Good tour operators will be doing the same thing, but independently evaluating the weather, tides and other conditions can give you peace of mind before embarking on an active, outdoor tour. Water was running high in the days before the Carnival passenger drowned in the cave river in Belize; the same excursion was, in fact, canceled in the days prior. High winds are suspected to be a factor in the parasailing accident in St. Thomas.
Some excursions run rain or shine. If you don't feel safe doing a hike through a rainforest on the morning after a night of downpours for fear of slipping on wet rocks, or if you're concerned about snorkeling in rough seas, follow your instincts and don't go.
And don't just do it in an effort to prevent catastrophic injury. Tune in to make sure you learn how to ride the bumps during an ATV tour so that you don't land a back injury, or to make sure you don't scrape your leg on coral while snorkeling and end up with a nasty infection. Frederick says that for his tours it's important that divers also pay attention to boat safety guidelines and always stay seated when approaching a dock. It would be foolish to only concentrate on underwater diving safety and then get injured by a fall if standing during docking procedures.
The key is to, of course, avoid major accidents but also to avoid any discomfort that could affect the remainder of your cruise or lead to lingering health problems. Plus, you'll likely have more fun if you listen to the guides' tips on what to do and what not to do when trying a new activity, like snuba or horseback riding.
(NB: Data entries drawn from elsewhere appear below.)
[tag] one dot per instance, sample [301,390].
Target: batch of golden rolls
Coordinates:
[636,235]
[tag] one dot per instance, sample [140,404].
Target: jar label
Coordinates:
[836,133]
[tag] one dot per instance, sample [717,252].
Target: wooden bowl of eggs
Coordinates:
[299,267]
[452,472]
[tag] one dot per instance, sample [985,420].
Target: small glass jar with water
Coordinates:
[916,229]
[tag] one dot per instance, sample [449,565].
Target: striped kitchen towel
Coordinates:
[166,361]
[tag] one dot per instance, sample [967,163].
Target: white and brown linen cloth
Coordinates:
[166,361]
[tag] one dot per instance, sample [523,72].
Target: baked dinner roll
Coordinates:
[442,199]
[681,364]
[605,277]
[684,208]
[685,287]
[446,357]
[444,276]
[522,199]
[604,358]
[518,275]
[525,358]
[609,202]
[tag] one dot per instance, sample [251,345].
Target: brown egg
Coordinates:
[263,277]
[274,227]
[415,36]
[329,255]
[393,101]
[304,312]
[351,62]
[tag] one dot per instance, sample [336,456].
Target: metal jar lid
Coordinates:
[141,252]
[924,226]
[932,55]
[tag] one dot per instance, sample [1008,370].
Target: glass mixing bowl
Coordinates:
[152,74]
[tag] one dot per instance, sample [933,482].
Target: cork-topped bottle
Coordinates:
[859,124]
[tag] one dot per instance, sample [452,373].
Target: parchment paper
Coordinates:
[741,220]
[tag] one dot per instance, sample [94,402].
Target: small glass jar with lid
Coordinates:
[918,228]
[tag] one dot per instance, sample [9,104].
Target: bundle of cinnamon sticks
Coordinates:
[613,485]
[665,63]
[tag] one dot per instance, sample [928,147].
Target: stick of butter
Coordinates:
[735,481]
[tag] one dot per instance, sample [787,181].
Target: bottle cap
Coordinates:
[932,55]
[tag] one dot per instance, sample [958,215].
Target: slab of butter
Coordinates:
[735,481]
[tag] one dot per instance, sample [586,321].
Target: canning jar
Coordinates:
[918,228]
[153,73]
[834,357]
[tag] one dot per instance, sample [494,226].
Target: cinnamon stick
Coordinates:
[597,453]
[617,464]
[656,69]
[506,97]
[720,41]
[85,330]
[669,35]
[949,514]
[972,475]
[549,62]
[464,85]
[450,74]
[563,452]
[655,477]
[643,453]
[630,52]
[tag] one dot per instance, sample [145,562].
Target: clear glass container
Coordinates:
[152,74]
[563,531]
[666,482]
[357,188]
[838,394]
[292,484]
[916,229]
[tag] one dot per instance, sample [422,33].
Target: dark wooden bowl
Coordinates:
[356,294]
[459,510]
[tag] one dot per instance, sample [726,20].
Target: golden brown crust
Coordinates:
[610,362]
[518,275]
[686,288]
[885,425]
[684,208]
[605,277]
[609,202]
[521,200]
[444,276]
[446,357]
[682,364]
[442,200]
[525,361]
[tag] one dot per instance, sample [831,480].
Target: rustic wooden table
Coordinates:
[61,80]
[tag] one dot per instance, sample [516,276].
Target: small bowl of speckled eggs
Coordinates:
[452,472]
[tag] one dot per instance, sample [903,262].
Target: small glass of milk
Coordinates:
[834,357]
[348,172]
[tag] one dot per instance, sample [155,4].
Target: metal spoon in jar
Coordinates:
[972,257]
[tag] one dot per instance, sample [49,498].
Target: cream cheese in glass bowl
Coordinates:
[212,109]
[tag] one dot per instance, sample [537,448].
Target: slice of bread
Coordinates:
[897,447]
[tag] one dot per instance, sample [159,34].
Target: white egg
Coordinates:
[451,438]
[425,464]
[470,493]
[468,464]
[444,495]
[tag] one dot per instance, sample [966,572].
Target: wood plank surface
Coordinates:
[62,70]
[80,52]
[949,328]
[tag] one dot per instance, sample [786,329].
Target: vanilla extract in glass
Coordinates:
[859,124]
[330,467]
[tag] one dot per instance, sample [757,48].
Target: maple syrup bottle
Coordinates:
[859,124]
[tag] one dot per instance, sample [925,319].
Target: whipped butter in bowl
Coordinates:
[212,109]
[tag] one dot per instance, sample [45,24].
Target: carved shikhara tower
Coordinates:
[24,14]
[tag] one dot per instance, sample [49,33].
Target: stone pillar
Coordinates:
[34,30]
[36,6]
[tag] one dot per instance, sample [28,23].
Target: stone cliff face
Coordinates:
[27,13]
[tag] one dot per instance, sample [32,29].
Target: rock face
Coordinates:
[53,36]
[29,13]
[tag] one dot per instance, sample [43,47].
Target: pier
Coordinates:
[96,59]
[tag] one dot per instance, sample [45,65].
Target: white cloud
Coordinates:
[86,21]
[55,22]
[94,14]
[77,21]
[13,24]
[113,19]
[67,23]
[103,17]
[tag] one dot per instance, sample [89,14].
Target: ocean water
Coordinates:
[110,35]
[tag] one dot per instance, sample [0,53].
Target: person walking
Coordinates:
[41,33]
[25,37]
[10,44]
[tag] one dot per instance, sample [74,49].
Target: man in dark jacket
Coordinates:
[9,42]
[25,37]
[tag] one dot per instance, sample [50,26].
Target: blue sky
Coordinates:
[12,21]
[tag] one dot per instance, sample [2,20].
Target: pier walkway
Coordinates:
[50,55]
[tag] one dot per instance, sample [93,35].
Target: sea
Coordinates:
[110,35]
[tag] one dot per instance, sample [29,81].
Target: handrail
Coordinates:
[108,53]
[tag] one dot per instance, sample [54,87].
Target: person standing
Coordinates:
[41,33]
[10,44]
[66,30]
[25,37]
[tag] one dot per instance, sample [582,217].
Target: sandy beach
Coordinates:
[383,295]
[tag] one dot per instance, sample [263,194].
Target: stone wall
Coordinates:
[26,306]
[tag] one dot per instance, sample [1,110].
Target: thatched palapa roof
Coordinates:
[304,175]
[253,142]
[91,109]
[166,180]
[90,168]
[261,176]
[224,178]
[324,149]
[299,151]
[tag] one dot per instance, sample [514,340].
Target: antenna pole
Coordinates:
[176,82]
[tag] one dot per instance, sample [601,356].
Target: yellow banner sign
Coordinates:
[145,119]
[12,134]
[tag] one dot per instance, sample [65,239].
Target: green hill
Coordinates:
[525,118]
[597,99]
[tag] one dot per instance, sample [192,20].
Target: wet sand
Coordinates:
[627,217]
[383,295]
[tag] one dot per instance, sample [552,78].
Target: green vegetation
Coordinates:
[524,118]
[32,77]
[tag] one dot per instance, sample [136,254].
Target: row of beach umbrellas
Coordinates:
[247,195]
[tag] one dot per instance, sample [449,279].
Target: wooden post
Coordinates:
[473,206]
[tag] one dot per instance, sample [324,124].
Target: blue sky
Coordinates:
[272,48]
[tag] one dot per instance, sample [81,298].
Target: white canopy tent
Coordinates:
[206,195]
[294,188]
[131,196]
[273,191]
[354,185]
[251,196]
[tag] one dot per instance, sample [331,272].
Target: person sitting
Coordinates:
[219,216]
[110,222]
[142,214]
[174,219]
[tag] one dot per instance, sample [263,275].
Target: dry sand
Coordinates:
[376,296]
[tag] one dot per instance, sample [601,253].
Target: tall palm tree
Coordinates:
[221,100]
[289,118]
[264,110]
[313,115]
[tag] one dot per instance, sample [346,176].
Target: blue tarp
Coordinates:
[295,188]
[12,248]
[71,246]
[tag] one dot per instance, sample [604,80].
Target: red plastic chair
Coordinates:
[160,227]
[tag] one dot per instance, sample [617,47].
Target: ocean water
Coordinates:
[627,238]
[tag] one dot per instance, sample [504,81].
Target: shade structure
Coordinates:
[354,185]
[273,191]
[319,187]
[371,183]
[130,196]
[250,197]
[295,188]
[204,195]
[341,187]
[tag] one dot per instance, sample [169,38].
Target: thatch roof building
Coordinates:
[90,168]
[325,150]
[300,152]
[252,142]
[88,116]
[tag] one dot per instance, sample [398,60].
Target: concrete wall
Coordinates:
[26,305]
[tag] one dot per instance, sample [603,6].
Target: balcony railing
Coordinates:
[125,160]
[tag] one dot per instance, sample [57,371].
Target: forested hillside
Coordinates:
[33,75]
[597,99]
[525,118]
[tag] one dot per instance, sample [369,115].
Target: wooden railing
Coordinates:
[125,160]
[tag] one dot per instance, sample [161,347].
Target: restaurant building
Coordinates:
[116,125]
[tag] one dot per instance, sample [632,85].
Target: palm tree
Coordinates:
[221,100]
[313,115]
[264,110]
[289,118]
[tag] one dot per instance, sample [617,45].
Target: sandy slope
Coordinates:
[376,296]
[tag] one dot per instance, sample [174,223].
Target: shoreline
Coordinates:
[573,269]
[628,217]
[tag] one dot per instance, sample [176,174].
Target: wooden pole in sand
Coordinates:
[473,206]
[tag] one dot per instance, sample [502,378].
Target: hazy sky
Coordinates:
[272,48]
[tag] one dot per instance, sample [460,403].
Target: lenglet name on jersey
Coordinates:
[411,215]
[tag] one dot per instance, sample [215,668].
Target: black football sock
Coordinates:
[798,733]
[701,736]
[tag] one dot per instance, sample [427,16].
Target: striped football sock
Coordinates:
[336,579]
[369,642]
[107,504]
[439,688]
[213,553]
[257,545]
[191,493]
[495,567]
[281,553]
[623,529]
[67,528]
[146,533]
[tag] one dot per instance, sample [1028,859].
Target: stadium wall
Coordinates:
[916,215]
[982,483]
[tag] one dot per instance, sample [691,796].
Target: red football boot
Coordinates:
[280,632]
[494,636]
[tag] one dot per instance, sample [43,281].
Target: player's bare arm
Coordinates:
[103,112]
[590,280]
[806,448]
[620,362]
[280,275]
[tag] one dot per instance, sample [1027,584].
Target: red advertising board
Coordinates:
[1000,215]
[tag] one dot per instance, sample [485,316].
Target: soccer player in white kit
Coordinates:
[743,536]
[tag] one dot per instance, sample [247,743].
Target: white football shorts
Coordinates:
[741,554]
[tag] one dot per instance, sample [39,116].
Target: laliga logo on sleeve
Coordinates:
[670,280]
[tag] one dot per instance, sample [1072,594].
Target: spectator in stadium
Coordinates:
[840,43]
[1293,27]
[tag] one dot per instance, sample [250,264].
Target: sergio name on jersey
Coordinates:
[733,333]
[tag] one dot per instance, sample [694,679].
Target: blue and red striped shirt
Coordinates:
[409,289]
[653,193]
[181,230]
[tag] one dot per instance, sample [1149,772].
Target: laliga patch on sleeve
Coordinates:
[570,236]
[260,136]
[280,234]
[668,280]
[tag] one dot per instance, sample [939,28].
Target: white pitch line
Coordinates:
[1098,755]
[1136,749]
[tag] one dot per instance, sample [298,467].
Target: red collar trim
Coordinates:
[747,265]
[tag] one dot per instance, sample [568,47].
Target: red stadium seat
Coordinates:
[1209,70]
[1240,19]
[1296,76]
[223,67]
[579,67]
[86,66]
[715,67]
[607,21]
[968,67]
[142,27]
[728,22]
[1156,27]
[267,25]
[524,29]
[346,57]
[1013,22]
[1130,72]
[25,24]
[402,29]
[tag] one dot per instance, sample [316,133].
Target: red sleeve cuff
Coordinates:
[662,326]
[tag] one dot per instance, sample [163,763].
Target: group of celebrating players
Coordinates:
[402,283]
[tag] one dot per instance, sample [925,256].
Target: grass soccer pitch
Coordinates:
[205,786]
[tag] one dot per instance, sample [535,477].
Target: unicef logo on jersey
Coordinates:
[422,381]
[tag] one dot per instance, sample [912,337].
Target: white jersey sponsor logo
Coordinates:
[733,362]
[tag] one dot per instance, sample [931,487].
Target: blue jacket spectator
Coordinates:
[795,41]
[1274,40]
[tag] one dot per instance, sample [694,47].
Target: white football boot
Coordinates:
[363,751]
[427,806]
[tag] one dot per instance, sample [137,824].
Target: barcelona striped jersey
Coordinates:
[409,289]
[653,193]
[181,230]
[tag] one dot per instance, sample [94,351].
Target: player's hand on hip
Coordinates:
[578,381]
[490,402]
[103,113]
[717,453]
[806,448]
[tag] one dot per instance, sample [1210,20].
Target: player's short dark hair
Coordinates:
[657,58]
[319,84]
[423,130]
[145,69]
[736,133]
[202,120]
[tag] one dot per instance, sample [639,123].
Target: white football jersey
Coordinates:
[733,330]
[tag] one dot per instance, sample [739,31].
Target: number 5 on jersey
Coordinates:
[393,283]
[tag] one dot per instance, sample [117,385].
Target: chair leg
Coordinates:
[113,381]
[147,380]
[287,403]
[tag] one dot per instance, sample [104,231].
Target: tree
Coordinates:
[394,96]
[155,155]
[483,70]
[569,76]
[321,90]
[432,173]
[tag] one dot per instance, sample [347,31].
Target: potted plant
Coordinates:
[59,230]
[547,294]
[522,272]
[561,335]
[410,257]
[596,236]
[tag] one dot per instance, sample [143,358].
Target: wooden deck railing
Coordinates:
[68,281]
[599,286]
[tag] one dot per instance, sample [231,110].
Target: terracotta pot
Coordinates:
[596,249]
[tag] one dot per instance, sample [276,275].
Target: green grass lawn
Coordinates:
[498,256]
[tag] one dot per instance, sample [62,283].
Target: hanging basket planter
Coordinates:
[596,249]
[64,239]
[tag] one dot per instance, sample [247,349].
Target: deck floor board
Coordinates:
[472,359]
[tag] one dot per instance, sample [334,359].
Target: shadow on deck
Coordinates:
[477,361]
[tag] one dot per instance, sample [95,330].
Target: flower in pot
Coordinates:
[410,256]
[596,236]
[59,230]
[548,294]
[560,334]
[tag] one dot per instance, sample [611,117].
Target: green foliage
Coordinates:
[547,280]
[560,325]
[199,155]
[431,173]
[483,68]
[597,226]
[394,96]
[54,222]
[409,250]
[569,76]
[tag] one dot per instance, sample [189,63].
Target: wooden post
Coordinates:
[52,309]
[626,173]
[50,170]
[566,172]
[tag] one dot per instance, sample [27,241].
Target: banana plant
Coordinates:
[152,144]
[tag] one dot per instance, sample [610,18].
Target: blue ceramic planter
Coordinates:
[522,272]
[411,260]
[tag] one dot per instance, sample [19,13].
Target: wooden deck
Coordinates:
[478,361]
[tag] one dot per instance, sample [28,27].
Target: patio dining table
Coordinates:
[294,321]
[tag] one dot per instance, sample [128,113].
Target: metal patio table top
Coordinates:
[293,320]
If you're signing up to leave terra firma, there is always a chance something could happen. Heck, there's risk on solid land, too. So if something doesn't feel right, don't do it. What's the worst that could happen -- you write off 79 bucks? It's a lot of money, but it's not worth risking your health for cash in your pocket.
And, actually, depending on the type of tour and the destination, the cruise line may even grant you a refund if you cancel with ample notice (usually 24 hours) if you're at all concerned about your ability to safely participate in an excursion -- your bum knee started acting up, for example. You just need to ask.
"If someone voices any health or injury concern, there is not even a debate about canceling your reservation and issuing a refund," a Royal Caribbean spokesman said. "We err on the side of caution, especially if they come to us for advice."